On 2020-03-10 17:55, Greg Troxel wrote:
I'm not trying to be critical of the security policy and I'm not pushing for a dependency.Jason Bacon <outpaddling%yahoo.com@localhost> writes:If we're going to adhere to that policy at the expense of common tools not working out-of-the-box, maybe there's something else we can do for curl users like patch in a user-friendly message stating that it's a security policy and suggesting mozilla-rootcerts-openssl when this type of failure occurs."working" and "good security properties" are two different things, and different people have difference opinions. If you want to bring up on tech-pkg that pkgsrc should by default force the mozilla root certs to be installed whenever *any package* that uses openssl is installed, we can have that discussion. I think it's got to be either "this is the pkgsrc way" or "this is not the pkgsrc way" for automatic (with a user tunable since obviously if we change not everybody is ok with that), and that "I installed R and now my trust anchors have changed" is madness (for any value of R :-).
I'm just looking at it from the perspective of potential new developers and suggesting a solution that will prevent them from being scared off.
The fact is pkgsrc curl out-of-the-box will fail to download many https URLs where most other curl binaries will succeed.
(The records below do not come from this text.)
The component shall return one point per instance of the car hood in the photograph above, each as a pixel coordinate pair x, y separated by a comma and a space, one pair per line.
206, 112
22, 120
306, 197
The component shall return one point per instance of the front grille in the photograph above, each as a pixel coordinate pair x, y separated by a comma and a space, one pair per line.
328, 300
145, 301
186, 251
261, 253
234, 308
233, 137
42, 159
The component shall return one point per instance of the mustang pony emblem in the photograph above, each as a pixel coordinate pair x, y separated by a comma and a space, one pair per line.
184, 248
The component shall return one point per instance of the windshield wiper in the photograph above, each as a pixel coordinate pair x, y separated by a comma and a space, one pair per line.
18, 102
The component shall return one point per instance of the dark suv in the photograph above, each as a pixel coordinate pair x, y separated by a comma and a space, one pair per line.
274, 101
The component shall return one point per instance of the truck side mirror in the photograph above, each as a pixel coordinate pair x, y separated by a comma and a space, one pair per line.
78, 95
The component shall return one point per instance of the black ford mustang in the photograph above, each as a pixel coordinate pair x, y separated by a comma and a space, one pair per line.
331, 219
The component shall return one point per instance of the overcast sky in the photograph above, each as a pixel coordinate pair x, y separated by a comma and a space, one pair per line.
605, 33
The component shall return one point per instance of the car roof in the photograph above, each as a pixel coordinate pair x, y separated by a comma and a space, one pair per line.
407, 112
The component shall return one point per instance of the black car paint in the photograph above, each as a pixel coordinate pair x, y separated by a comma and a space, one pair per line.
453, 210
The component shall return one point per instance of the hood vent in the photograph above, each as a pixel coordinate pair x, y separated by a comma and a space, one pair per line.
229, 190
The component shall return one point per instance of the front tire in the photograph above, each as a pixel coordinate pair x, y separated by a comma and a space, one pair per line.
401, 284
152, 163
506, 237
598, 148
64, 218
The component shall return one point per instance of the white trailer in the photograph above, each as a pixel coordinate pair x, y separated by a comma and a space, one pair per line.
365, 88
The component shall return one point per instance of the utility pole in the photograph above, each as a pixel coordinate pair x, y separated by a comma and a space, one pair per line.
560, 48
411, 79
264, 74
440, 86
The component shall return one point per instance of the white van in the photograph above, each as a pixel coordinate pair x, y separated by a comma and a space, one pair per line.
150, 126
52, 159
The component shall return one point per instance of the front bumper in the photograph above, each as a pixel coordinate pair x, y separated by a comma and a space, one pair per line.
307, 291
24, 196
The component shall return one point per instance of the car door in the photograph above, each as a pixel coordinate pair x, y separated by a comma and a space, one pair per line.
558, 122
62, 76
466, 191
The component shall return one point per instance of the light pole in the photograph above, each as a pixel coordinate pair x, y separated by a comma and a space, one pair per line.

People unfamiliar with the pkgsrc security policy will likely see this as a bug and develop a poor first-impression of pkgsrc. All we'd have to do in this case is see where curl is printing the error message and add another print suggesting that the user might need mozilla-rootcerts-openssl.
I'm fine with with the security policy, but I think if new users are going to encounter apparent problems that they don't see with other package managers, it would be good for the project to quickly provide the reasons and solutions wherever possible. We can easily turn a negative experience into a positive in this case.